To the extent allowable pursuant to applicable law, each member of the Committee or of the Board and any person to whom the Committee has delegated any of its authority under the Plan shall be indemnified and held harmless by the Company from any loss, cost, liability, or expense that may be imposed upon or reasonably incurred by such person in connection with or resulting from any claim, action, suit, or proceeding to which he or she may be a party or in which he or she may be involved by reason of any action or failure to act pursuant to the Plan and against and from any and all amounts paid by him or her in satisfaction of judgment in such action, suit, or proceeding against him or her; provided he or she gives the Company an opportunity, at its own expense, to handle and defend the same before he or she undertakes to handle and defend it on his or her own behalf. The foregoing right of indemnification shall not be exclusive of any other rights of indemnification to which such persons may be entitled pursuant to the Company’s certificate of incorporation or bylaws, as a matter of law, or otherwise, or any power that the Company may have to indemnify them or hold them harmless.

24.Compliance With Code Section 409A.

Awards will be designed and operated in such a manner that they are either exempt from the application of, or comply with, the requirements of Code Section 409A, except as otherwise determined in the sole discretion of the Administrator.

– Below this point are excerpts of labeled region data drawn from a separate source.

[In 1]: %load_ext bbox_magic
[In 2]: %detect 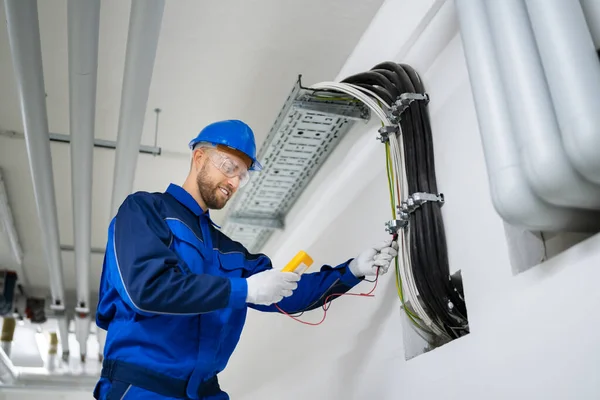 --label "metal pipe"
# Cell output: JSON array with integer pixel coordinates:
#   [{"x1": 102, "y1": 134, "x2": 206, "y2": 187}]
[
  {"x1": 67, "y1": 0, "x2": 100, "y2": 361},
  {"x1": 455, "y1": 0, "x2": 598, "y2": 231},
  {"x1": 0, "y1": 348, "x2": 19, "y2": 384},
  {"x1": 111, "y1": 0, "x2": 165, "y2": 218},
  {"x1": 46, "y1": 332, "x2": 58, "y2": 371},
  {"x1": 4, "y1": 0, "x2": 69, "y2": 352},
  {"x1": 580, "y1": 0, "x2": 600, "y2": 49},
  {"x1": 0, "y1": 168, "x2": 29, "y2": 286},
  {"x1": 485, "y1": 0, "x2": 600, "y2": 210},
  {"x1": 0, "y1": 317, "x2": 17, "y2": 358},
  {"x1": 0, "y1": 129, "x2": 162, "y2": 158},
  {"x1": 526, "y1": 0, "x2": 600, "y2": 184}
]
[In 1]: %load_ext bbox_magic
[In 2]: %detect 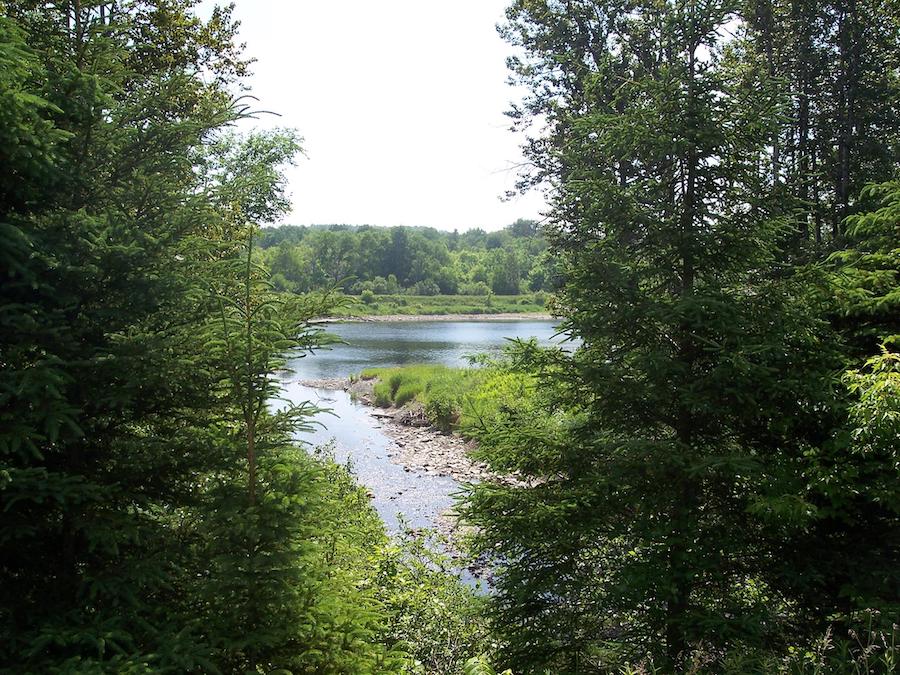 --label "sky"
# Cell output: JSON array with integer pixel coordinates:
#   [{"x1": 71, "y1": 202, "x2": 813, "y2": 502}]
[{"x1": 199, "y1": 0, "x2": 545, "y2": 231}]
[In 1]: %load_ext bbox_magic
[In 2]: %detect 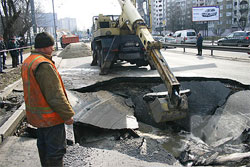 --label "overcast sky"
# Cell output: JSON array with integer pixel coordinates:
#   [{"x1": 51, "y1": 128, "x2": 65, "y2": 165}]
[{"x1": 35, "y1": 0, "x2": 121, "y2": 30}]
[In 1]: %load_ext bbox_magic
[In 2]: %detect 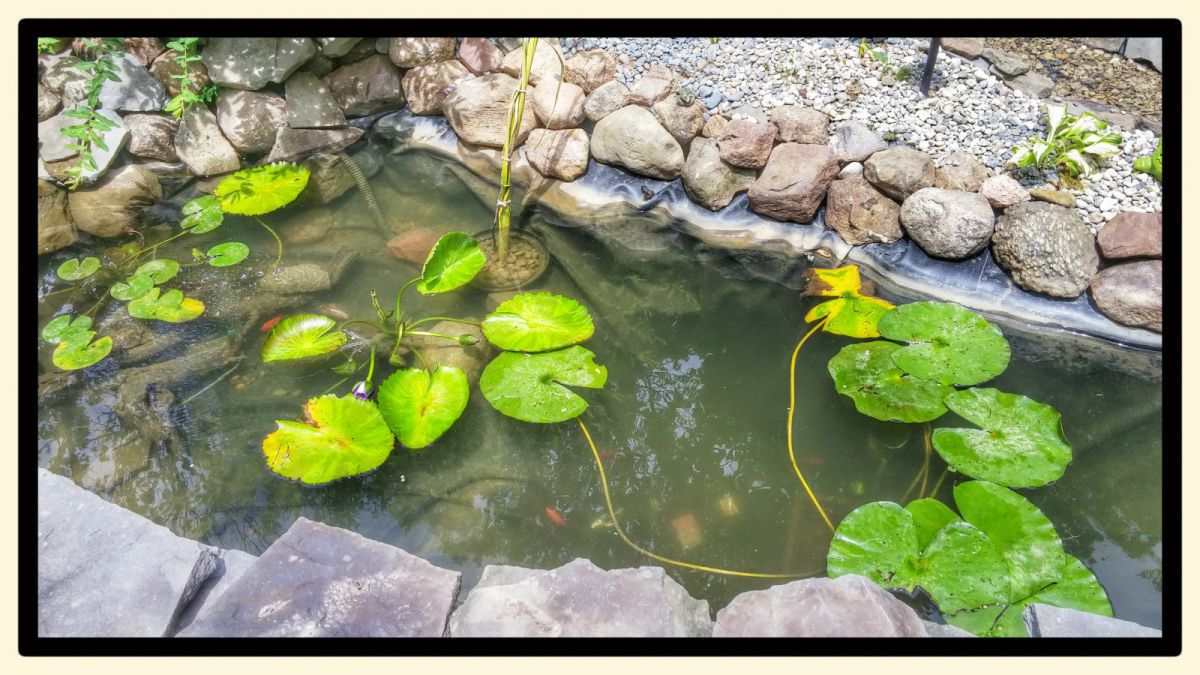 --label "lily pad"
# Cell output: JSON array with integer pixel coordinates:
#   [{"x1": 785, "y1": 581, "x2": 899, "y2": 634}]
[
  {"x1": 880, "y1": 301, "x2": 1009, "y2": 387},
  {"x1": 416, "y1": 232, "x2": 487, "y2": 295},
  {"x1": 263, "y1": 395, "x2": 395, "y2": 484},
  {"x1": 214, "y1": 163, "x2": 308, "y2": 216},
  {"x1": 378, "y1": 365, "x2": 470, "y2": 449},
  {"x1": 932, "y1": 388, "x2": 1072, "y2": 488},
  {"x1": 829, "y1": 340, "x2": 954, "y2": 422},
  {"x1": 484, "y1": 293, "x2": 595, "y2": 352},
  {"x1": 479, "y1": 345, "x2": 608, "y2": 424},
  {"x1": 263, "y1": 313, "x2": 349, "y2": 363}
]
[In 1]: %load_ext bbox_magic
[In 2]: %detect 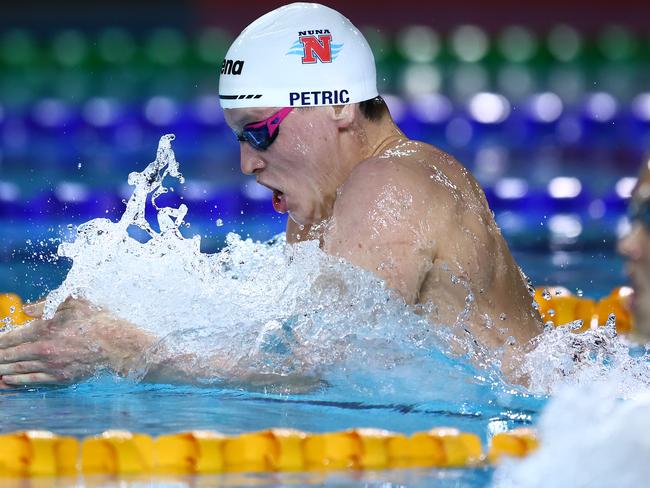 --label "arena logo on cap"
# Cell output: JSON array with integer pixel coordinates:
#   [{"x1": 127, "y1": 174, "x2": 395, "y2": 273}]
[{"x1": 287, "y1": 29, "x2": 343, "y2": 64}]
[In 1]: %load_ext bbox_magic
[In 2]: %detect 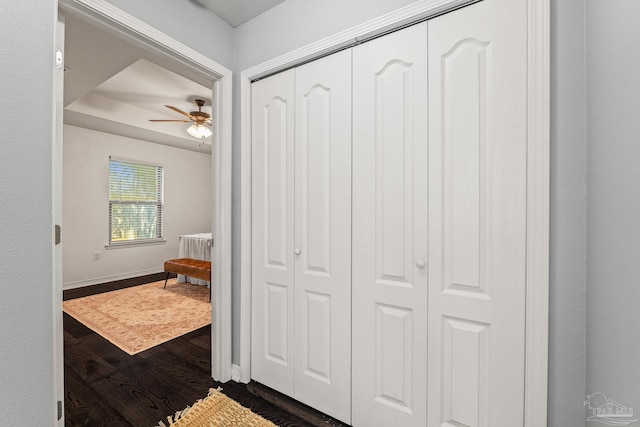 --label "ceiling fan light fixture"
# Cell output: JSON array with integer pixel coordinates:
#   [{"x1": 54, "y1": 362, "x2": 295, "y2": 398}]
[{"x1": 187, "y1": 123, "x2": 212, "y2": 139}]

The Plan and each Award Agreement under the Plan is intended to meet the requirements of Code Section 409A and will be construed and interpreted in accordance with such intent, except as otherwise determined in the sole discretion of the Administrator. To the extent that an Award or payment, or the settlement or deferral thereof, is subject to Code Section 409A the Award will be granted, paid, settled or deferred in a manner that will meet the requirements of Code Section 409A, such that the grant, payment, settlement or deferral will not be subject to the additional tax or interest applicable under Code Section 409A.

25.Cancellation of Award; Forfeiture of Gain.

Notwithstanding anything to the contrary contained herein, an Award Agreement may provide that:

A.Any Award which is subject to recovery under any law, government regulation, stock exchange listing requirement, or Company policy, will be subject to such deductions and clawback as may be required to be made pursuant to such law, government regulation or stock exchange listing requirement, or any policy adopted by the Company pursuant to any such law, government regulation or stock exchange listing requirement or otherwise.
B.If the Participant, without the consent of the Company, while employed by or providing services to the Company, Parent or any Subsidiary Employer or after termination of such employment or service, violates a noncompetition, nonsolicitation or nondisclosure covenant or agreement or otherwise engages in activity that is in conflict with or adverse to the interest of the Company, Parent or any Subsidiary or Employer, as determined by the Committee in its sole discretion, then (i) any outstanding, vested or unvested, earned or unearned portion of the Award may, at the Committee’s discretion, be cancelled, and (ii) the Committee, in its discretion, may require the Participant or other person to whom any payment has been made or Shares or cash have been transferred in connection with the Award to forfeit and pay over to the Company, on demand, all or any portion of the gain (whether or not taxable) realized upon the exercise of any Option and the value realized (whether or not taxable) on the vesting or payment of any other Award during the time period specified in the Award Agreement.